Warren nodded absently, his mind now frantically trying to rearrange the pieces of a jigsaw that he thought he had already mostly solved.
“One thing’s for sure,” remarked Tony Sutton ruefully. “I think we can be certain that Antonio Severino didn’t kill him.”
Chapter 47
The two men sat in a bar just around the corner from Crawley’s house. It was past ten p.m. and Warren knew better than to risk the wrath of Susan by turning up late again, smelling of beer. Their interrupted reconciliation notwithstanding, he was well aware of the fact that he was still in the doghouse. Besides which, he was driving.
Nevertheless, the two men needed something to clear their heads, to wash away the memory of what they’d seen and dull the rawness of the emotions that they had witnessed. Warren nursed the gin and tonic in front of him, making a mental note to crunch a few mints on the way home.
Sutton stared into his pint of lager, saying nothing, deep in thought. Eventually he looked up.
“I’m going to request a transfer to Welwyn.”
Warren nearly choked on a mouthful of gin. This was the last thing he had expected. After the previous night’s argument about how much Middlesbury CID meant to him, asking to leave the unit didn’t make any sense. Warren said so.

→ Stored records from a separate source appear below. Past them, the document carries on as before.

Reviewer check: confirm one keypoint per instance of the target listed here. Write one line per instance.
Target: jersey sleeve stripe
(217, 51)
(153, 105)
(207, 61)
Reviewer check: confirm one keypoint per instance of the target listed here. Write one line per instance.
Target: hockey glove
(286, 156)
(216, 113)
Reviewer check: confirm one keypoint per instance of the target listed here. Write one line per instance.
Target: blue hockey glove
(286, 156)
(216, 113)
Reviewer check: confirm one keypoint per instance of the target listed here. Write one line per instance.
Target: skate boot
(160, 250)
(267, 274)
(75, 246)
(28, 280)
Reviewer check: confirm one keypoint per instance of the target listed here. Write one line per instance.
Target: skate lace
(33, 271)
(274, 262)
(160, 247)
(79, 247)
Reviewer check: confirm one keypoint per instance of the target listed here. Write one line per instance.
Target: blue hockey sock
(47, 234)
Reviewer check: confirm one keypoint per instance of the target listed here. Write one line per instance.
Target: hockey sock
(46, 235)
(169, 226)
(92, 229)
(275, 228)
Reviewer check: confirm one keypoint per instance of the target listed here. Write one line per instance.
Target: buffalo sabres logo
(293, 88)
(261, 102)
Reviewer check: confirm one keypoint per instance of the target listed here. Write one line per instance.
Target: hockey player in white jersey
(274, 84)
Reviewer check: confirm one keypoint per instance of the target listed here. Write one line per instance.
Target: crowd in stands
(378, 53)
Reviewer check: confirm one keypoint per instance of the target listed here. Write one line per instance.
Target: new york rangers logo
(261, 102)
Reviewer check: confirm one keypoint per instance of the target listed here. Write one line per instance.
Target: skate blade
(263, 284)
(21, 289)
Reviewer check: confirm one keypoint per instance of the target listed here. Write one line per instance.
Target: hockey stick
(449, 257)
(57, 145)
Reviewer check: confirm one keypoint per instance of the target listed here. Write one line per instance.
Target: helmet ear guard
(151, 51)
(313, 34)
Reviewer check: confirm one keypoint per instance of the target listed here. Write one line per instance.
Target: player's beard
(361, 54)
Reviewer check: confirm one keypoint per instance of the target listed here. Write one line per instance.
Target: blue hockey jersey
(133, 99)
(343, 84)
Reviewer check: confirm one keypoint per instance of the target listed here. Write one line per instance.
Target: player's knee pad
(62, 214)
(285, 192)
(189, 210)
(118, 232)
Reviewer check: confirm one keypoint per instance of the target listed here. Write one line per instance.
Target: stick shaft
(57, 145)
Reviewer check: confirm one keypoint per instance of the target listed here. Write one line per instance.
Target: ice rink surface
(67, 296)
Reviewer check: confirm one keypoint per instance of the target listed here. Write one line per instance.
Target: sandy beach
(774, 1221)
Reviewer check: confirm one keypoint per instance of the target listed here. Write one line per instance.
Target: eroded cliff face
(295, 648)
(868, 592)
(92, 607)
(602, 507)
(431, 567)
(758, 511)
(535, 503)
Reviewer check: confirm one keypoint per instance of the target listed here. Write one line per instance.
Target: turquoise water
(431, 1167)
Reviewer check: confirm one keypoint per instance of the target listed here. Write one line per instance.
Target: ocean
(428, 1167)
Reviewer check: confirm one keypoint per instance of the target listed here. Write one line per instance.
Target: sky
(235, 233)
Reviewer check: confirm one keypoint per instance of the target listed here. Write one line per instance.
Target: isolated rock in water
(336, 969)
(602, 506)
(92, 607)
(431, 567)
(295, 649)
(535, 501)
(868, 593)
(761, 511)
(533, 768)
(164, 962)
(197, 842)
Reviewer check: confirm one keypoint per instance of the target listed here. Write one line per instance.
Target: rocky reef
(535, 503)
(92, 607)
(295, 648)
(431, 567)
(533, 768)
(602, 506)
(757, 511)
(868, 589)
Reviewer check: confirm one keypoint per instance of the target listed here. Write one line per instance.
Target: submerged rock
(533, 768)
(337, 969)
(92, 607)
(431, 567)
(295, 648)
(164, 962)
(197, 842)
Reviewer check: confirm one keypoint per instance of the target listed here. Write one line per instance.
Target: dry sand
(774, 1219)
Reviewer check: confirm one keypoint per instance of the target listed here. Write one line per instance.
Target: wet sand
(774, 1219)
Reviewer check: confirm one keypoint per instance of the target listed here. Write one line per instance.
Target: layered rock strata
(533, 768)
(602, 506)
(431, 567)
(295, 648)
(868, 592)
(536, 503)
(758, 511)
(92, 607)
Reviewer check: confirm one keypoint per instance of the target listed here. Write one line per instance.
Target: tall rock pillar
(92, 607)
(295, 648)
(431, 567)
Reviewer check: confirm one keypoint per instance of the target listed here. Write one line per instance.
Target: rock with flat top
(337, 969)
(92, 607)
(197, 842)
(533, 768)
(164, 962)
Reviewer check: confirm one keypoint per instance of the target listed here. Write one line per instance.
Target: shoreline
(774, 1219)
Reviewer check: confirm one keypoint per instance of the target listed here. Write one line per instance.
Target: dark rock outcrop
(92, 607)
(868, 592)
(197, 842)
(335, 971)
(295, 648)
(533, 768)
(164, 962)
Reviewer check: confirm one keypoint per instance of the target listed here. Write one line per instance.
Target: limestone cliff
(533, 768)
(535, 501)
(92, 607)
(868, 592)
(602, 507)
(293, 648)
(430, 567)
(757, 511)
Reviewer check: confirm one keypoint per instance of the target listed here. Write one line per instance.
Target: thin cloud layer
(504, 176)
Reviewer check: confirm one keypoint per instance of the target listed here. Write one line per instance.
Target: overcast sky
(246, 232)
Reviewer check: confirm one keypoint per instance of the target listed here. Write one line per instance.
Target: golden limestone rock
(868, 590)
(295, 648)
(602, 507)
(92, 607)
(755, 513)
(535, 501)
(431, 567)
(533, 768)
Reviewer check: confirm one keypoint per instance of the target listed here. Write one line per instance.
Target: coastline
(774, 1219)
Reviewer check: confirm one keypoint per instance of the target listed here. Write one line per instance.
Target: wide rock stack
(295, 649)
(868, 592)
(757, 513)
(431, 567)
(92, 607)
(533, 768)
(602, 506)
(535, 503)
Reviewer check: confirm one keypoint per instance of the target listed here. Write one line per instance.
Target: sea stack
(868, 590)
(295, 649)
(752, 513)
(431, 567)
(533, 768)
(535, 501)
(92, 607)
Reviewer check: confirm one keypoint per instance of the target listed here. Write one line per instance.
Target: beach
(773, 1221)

“You were right last night. It’s become an obsession. I was so desperate to preserve this romantic notion of Middlesbury CID that I had built up in my head, that I refused to accept the facts as they were presented to me.” He took another swig of his drink. “I’m a detective, damn it. I’m supposed to follow the clues, wherever they lead, and leave my own ideas and prejudices at home.”
Warren wasn’t sure what to say.
“I’m amazed that I’m not suspended after the way I spoke to you yesterday. I was so far out of line, I’m surprised you didn’t punch me.”
Warren half smiled. “The thought did occur…”
“Anyway, I think I need to get away from here. Move to Welwyn, where I can work crimes all over the county. I need to be a detective again, digging out clues and following leads, without constantly worrying that if I don’t work fast enough or hard enough, the whole unit could be closed down. I need some distance from Middlesbury CID and the ghost of DCI fucking Sheehy.”
And that was it, Warren realised. That was what it was all about. Sheehy. The corrupt, former detective chief inspector, who’d made hard-working, honest men like Tony Sutton believe that they were doing something more than just their jobs. It was the sign of an inspirational leader, Warren knew. Making those who followed you view their job as more than just a way to pay the mortgage and put food on the table. But that had made his betrayal all that harder.